3. similarly, if your pills dont work, youve probably gotta change meds. and they will probably only manage symptoms, not actually cure things. it cn be easy to rely heavily on them, especially because when therapy feels like its not working it can feel like theyre the only hope. thats how i felt at least. im sorry youve only been getting a weeks worth at a time. i know youll be able to gain trust back over time and that will change.

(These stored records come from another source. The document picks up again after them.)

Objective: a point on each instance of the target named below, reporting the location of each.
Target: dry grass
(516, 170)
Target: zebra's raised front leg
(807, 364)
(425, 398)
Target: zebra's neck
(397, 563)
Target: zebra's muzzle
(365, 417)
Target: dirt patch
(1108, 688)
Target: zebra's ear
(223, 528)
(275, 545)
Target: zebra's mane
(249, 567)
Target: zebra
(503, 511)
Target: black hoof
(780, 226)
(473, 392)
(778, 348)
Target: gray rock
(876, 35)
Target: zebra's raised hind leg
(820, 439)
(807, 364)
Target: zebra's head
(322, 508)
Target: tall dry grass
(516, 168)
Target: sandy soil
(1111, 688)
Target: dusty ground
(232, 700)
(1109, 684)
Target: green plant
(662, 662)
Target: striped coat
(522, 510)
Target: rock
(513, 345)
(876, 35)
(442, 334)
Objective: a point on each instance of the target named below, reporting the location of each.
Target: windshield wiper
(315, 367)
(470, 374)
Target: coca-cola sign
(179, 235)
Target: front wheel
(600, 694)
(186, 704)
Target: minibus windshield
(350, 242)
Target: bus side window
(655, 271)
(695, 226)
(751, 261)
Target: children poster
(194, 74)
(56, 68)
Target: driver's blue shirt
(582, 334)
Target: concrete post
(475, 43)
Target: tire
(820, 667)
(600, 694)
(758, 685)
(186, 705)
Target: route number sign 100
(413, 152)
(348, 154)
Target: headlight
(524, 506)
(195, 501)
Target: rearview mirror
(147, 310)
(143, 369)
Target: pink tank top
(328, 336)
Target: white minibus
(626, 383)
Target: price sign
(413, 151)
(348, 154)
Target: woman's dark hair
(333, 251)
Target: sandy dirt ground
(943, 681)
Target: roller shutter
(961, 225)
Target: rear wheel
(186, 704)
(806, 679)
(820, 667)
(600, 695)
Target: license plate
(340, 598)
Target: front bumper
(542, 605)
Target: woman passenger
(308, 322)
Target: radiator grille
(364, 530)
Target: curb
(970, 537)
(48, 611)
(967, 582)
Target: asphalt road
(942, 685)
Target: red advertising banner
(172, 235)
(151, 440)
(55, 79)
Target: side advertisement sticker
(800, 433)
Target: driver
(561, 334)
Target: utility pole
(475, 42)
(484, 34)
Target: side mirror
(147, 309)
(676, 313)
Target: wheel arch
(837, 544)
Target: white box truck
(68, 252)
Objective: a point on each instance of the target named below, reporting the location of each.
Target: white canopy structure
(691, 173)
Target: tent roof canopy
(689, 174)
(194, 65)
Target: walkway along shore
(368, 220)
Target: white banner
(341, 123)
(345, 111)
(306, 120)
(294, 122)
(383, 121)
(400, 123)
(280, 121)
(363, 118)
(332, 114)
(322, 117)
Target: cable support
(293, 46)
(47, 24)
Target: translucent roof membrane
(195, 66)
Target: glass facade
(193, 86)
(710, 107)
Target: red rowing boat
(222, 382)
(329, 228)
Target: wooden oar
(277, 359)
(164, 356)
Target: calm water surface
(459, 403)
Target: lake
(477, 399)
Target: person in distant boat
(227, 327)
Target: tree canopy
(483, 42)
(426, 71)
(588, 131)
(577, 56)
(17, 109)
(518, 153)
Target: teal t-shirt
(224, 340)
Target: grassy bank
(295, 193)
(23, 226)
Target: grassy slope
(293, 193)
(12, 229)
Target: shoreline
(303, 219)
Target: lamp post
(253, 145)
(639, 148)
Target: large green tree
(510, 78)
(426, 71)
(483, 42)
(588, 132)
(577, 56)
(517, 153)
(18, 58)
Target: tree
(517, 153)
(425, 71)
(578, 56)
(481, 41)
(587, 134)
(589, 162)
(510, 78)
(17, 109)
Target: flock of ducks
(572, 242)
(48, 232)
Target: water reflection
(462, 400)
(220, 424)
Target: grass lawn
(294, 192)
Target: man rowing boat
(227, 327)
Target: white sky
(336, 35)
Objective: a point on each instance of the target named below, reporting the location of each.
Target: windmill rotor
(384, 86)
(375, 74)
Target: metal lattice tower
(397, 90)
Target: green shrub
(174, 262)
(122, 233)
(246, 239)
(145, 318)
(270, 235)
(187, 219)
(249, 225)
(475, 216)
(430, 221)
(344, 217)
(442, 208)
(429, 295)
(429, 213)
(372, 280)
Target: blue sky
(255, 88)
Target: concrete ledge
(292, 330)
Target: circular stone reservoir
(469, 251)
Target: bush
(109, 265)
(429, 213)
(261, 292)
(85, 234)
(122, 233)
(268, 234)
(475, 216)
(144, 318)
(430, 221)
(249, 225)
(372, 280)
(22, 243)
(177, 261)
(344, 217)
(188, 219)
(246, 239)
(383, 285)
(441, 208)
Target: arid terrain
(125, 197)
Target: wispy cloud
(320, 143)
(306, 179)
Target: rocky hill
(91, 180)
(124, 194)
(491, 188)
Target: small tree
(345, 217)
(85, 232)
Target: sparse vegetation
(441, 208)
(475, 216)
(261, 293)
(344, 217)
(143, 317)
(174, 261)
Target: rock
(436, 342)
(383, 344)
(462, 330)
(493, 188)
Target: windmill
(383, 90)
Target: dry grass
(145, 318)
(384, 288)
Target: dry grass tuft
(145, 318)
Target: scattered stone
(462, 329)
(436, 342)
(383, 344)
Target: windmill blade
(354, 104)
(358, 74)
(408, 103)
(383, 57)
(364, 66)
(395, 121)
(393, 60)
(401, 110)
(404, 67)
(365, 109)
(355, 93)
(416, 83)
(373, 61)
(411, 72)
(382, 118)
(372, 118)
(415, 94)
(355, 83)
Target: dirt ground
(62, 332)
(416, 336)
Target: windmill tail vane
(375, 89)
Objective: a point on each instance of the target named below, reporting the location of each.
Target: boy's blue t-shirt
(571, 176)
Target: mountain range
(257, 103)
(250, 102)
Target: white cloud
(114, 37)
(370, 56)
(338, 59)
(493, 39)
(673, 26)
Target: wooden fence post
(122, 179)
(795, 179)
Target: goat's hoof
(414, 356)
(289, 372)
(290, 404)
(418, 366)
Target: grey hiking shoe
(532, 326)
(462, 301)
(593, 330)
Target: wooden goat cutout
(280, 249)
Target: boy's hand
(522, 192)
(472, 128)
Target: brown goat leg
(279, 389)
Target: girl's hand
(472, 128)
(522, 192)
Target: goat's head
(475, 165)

4. when i attempted, i thought i broke my family too. it was really hard for a while. i dont know what your family situation was, but my family didnt know i had any problems up until the attempt, which just shook our whole dynamic. in my case, though, eventually it made things change for the better, because it meant we were forced to start acknowledging more than just surface level emotions with eachother and learning how to cope with mental illness as a family. i know all families are different and honestly, it does sometimes get harder before it gets better. theyre gonna be learning as you learn how to manage stuff. but i just want you to remember that even if things feel different, chances are that weird-different is gonna turn into a good different. also, family dynamics change a lot during the late teen early 20s years.
if i totally misinterpreted something just drop a message, also if you wanna talk just drop a message. im always willing to try to help and this particular message really like felt personal to me because i used to hold basically the exact same beliefs and only came around to thinking the way i do about therapy and stuff really recently. its really really easy to fall into unhealthy ways of thinking especially round the treatment of mental illness, cause theres a lot of complicated factors. and brain chemicals are weird and confusing and its really hard. but if nothing else, just remember that i used to be there, too, and things are changing for the better, so i think theyll change for you, too.